Even they find it hard to explain the lasting power of the song I Melt With You.
"It's a really difficult one to answer, how and why did that song strike a chord," Conroy said.
"I always say it glides like a plane and the lyrics resonate with people," Grey said.
"I would just shout on Mesh and Lace, but then our producer told me to just stand in front of the mic and talk to it. So that gives it its own nuances."
"Musically, it has about five hooks in it," Conroy added. "They're quite pleasing to the ear and there's nothing too difficult for the listener to get their head around.
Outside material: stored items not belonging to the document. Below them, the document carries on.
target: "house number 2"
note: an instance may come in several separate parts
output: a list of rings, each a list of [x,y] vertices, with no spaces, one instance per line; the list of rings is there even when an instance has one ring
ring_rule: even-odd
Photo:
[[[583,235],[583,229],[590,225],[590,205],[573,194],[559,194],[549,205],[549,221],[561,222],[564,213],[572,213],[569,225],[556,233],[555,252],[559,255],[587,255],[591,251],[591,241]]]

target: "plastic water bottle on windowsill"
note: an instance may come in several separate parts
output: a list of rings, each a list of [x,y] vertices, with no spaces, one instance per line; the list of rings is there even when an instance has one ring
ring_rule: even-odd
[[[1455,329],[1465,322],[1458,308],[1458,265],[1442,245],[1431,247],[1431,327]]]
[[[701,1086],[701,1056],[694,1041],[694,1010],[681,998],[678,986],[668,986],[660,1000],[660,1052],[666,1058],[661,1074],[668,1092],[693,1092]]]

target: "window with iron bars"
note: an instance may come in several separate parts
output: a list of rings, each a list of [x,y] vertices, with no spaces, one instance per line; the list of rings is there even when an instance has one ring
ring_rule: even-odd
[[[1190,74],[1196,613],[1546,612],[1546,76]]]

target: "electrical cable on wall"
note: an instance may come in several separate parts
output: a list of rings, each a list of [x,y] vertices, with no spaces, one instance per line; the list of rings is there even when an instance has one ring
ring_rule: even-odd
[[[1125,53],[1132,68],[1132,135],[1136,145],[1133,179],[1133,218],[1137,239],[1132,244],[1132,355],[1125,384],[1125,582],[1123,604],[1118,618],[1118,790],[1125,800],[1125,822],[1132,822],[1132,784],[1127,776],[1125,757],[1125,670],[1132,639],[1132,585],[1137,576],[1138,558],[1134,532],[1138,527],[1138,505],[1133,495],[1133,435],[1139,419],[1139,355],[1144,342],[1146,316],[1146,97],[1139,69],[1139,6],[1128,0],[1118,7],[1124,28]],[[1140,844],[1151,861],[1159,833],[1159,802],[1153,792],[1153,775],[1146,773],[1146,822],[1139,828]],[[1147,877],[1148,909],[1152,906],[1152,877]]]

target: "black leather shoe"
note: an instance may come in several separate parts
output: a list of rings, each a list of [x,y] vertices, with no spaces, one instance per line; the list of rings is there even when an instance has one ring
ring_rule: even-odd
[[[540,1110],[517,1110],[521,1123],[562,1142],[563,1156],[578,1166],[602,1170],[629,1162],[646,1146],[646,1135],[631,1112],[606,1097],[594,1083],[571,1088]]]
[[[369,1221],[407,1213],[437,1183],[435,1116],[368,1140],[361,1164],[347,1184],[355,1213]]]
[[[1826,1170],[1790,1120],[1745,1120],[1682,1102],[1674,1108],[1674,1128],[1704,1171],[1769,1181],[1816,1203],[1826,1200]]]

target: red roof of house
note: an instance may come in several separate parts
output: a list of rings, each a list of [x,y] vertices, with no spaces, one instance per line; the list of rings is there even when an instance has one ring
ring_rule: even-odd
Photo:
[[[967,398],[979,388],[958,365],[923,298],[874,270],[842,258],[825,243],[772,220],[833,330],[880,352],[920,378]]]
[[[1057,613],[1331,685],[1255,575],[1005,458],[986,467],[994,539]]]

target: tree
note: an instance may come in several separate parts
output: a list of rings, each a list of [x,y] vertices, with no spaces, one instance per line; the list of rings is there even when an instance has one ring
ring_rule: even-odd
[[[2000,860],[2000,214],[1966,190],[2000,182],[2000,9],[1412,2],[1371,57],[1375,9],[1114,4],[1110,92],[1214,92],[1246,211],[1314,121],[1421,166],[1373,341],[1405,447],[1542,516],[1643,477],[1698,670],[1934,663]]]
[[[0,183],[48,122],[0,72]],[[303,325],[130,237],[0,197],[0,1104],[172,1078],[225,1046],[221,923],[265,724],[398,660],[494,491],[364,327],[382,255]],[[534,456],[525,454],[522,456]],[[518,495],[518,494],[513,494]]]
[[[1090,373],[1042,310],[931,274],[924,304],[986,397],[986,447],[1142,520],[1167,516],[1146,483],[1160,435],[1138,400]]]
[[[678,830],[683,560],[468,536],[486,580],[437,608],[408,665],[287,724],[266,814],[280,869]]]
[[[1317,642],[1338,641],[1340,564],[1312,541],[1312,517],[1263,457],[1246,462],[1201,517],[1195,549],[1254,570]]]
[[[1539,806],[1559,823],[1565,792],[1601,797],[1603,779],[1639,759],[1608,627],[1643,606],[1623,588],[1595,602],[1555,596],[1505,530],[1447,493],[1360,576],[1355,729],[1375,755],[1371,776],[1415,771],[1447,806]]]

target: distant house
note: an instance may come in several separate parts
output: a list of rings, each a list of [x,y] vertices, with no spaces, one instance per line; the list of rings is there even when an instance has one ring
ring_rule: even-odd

The lead line and the end and the melody of the humming."
"But it is amazing that it has 50 million views now on YouTube."
I Melt With You Plays...
"We love playing it," Grey said. "It's paid all the bills for us and helped us to make the new album."
Just A Thought Plays...
"I imagine if you speak to any musician in, it's the creative side," Grey said of what being involved in music for so long has meant to him. It's weird, artists want to be famous today. We never felt like that, we just wanted to make music."
"I feel the same," Conroy agreed. "I have a rotation of guitars at home in my kitchen. Some days I feel like the acoustic guitar, and sometimes I want to play the electric with an amplifier under the kitchen table."
"There's nothing more exciting than when I get a ping from Mick telling me he just did something yesterday, and I want to play it," Grey added. "We've written nearly a whole other album already between us. That's pretty quick to be honest."
Long in the Tooth, the new single from Modern English, comes out September 12. The band expects the full album to be released in early 2024.